Unless there's another political hitch and one can never discount that possibility the deal will be ratified by the Legislature today and legislators can go wherever they go when they're not fouling up things in Sacramento, including an assemblyman who's scheduled to marry a television anchorwoman on Sunday.
Both legislative houses passed a hastily drafted budget package early Tuesday morning, only to face a veto threat from Schwarzenegger, and on Thursday he and legislative leaders had two brief meetings and agreed on a slightly tweaked version. But it's really no more than another get-out-of-town budget that will, more than likely, begin falling apart as soon as it's signed.
The new deal changes one major revenue source increased income tax withholding for California's workers that had raised hackles in the media and public, substituting tougher penalties on corporations that underreport taxes. And it tightens up access to a so-called "rainy day fund" aimed at smoothing out future income-outgo gaps, if that fund ever grows big enough to be useful.

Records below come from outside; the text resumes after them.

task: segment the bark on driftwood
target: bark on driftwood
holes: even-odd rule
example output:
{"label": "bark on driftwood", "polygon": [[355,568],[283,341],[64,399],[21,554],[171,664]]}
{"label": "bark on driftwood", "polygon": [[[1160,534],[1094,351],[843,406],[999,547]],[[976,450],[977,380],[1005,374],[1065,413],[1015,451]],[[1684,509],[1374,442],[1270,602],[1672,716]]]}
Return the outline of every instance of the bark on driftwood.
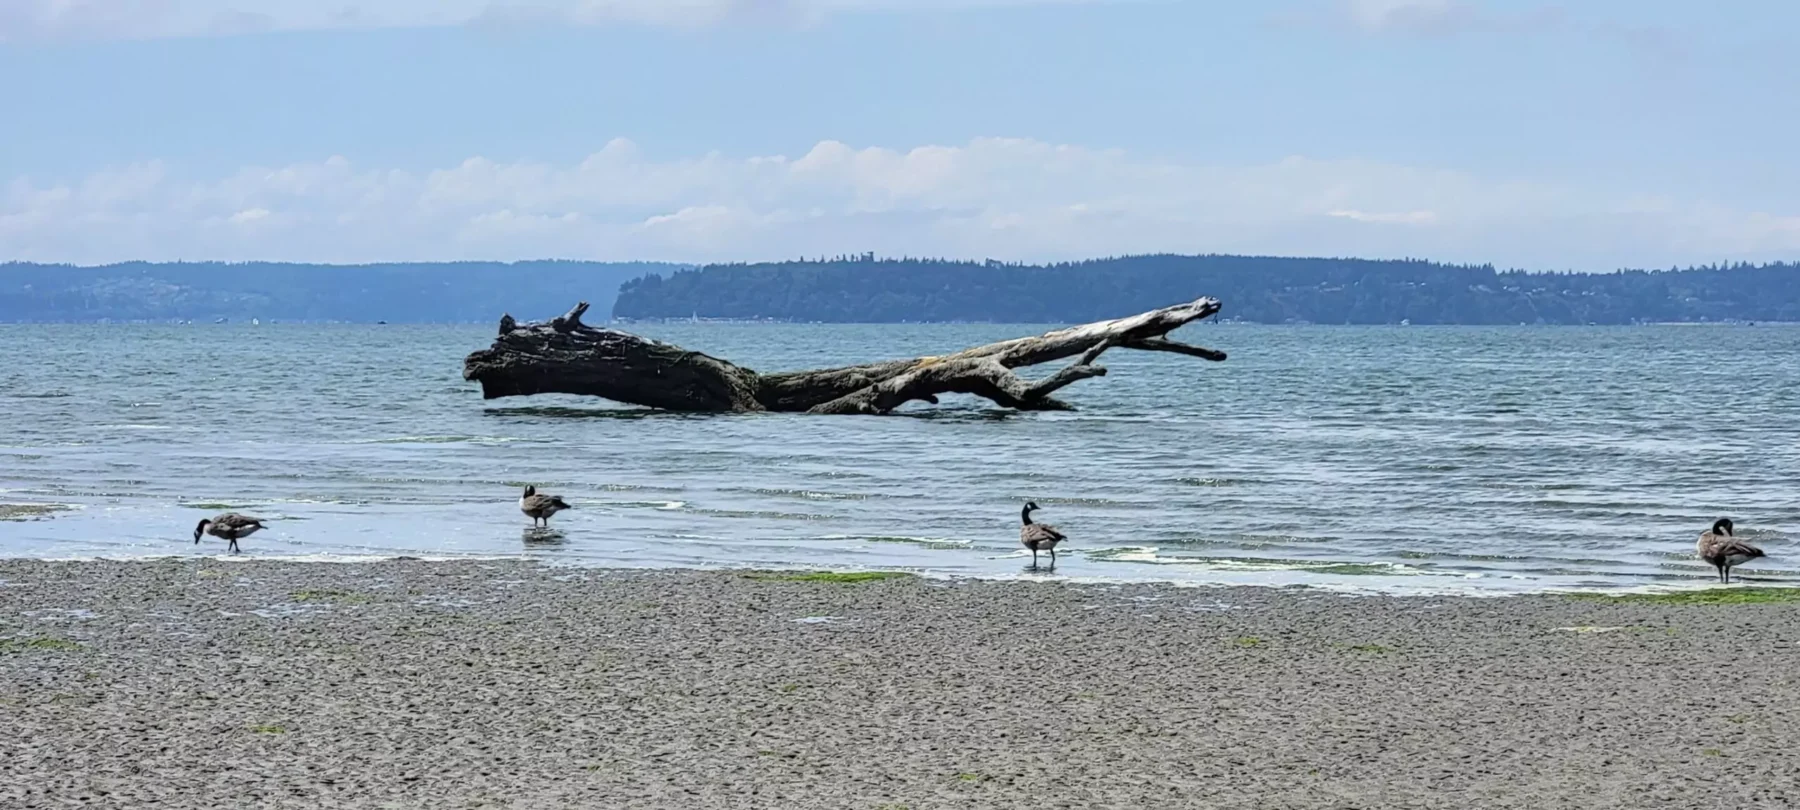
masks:
{"label": "bark on driftwood", "polygon": [[[986,397],[1027,411],[1072,410],[1051,394],[1102,377],[1108,349],[1173,352],[1205,360],[1225,353],[1169,340],[1169,332],[1219,311],[1201,298],[1128,318],[1059,329],[937,357],[861,366],[759,374],[659,340],[581,322],[587,302],[546,322],[500,319],[494,345],[469,355],[463,379],[487,399],[527,394],[586,394],[672,411],[807,411],[880,414],[939,394]],[[1041,380],[1013,372],[1064,358],[1075,362]]]}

Those are at best, however, marginal improvements in what still remains a stopgap budget filled with accounting gimmicks and questionable "spending cuts" and "revenues" and still leaves the state's fiscal house in great disorder. It makes little, if any, headway on closing what those in the Capitol call the "structural deficit" the chronic gap between revenues and spending that was plaguing the state even before its economy went into the tank.
Budget mavens are already talking about at least a $7 billion hole in the 2009-10 budget, even if the economy doesn't worsen, which is entirely possible.
The new scheme envisions that voters will approve, probably at a special election early next year, allowing the state to borrow against future lottery profits. In fact, early planning for next year has $5 billion of lottery-backed borrowing being used to close part of that $7 billion-and-counting deficit.
That uncertain lottery loans figure so prominently in the initial planning for the next budget is, unto itself, a strong indication that Schwarzenegger and legislators are still locked in a three-way duel over how to fix the endemic budget dilemma.
We Californians, and those we elect to state office, still cannot agree on what it is we want from government and how much we're willing to pay for it.
We reject both the heavy new taxes that the Legislature's liberal Democrats espouse and the scorched-earth spending cuts that Republicans advocate in public but are, in reality, unwilling to make.
Truly, the budget dilemma is merely symbolic of our larger civic dysfunction.